Después del recorrido por los murales vamos al salón en donde tienen todos los materiales para empezar el trabajo. Hay canecas de pintura, rodillos, plantillas, escaleras, carpas para la lluvia, impermeables y un ambiente de compañerismo y colaboración. Muchos días aquí son días de lluvia. David, el director del proyecto, me dice con una voz que transparenta un resfriado, que es muy difícil trabajar en estas condiciones. Hay lugares inaccesibles, con mucha maleza y desniveles abruptos y en tiempo de lluvia se ponen muy peligrosos. Uno se entera del color, de las formas, del contenido hecho un gran mural. Apenas hay algo velado ahí, entre pájaros y mandalas, de las horas de trabajo, de la larga espera a que el clima ceda, del tiempo de preparación y logística para hacer posibles las intervenciones. Uno se acostumbra a encontrar y a desear todo ya hecho, con esa mala conciencia que siglos de producción técnica nos ha impreso. En el trabajo de estos jóvenes se sospecha un proceso a la inversa. Esos murales funcionan como el interminable tejido de Penélope: Por cada puntada, o pintada en este caso, hay una palabra que hila hacia atrás, que se pregunta por el ovillo original.

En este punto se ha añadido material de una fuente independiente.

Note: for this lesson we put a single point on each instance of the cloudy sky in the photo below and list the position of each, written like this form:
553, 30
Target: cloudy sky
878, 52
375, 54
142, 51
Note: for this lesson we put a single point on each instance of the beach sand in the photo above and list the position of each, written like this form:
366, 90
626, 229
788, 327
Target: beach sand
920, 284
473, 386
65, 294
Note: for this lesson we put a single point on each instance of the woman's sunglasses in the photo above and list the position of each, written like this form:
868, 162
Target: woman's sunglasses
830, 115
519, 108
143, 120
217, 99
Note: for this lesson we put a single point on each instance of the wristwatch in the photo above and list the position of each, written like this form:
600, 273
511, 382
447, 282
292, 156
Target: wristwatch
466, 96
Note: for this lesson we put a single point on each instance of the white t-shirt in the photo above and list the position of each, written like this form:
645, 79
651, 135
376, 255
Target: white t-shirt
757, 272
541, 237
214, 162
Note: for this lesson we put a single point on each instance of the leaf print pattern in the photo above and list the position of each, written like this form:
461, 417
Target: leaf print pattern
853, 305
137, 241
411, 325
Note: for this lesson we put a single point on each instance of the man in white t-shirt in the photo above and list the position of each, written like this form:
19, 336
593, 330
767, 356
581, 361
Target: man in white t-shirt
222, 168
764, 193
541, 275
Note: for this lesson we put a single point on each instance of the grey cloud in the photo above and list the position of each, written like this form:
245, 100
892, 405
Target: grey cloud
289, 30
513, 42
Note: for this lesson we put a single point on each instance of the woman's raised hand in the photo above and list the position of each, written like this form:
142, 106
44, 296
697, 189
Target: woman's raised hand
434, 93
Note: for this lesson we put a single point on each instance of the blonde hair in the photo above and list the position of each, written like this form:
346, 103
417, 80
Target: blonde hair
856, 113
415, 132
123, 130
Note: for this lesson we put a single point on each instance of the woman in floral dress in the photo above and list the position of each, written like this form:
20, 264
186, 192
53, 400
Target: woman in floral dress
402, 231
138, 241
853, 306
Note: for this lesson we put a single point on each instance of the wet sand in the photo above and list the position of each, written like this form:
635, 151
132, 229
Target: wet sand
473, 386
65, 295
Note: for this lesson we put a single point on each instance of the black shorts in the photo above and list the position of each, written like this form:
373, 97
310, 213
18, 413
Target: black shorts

En un rincón del salón hay una gran rueda de madera que confundo con la base de una mesa. Es una mandala que acompañará la fachada de uno de los murales que quedan por elaborar. Está hecha de materiales reciclados, botellas de vidrio, baldosa y todo lo que se pueda rescatar de la basura.
— ¿Qué es un mandala y qué significa para este proyecto? —
“Casi todos los mandalas que hemos elaborado están hechos sobre mesas de comedor. Yo venía trabajando con una serie de piezas de comedor. Me encuentro preguntándome cuál es la relación más fuerte que hay dentro de una casa. Y de allí salen varias cosas: La relación del alimento y la relación social. Y me doy cuenta que el comedor es un espacio tanto para alimentar el cuerpo como para socializar. Nace de una casualidad, pero una casualidad que uno empieza a conceptualizar y a encontrarle relaciones. Las mandalas tienen una relación muy fuerte. Hablan de la armonía, de la sanación, de la espiritualidad. Curiosamente nosotros también hemos trabajado con espirales. Entonces nos encontramos con la casa, el comedor, el alimento, lo social, y nos encontramos con una mandala.Entonces dijimos, “hay que hacer unas mandalas, que empiecen a hablar a los espacios”.
Ya son las dos de la tarde y la lluvia continúa. —Hoy no se pudo trabajar muchachos— dice David, así que en asamblea general se decide ir a ver la final de la Copa del Mundo, con un poco de bronca por el clima y porque la Selección Colombia no llegó a la final.
Después, en medio de un merecido almuerzo que nos prepara la mamá de Fabio, me voy enterando o, más bien, me voy integrando a la forma de llevar las cosas dentro del colectivo. Salvo pasajes ineluctables de tinte burocrático, el clima es de solidaridad y entendimiento. Siento que empiezo a hacer parte de un grupo de vecinos y de grandes amigos. Con el toque de experiencia que cada uno tiene en su campo, se van tejiendo cosas y se arman los aparejos de otras más ambiciosas que quedan por hacer.
Así que decido también ponerme a trabajar. Como mi permanente flojera para los trabajos físicos no me deja ni pensar en montarme en un andamio, pienso que lo mejor es contar lo que vi. Y me voy pensando en cómo contarlo.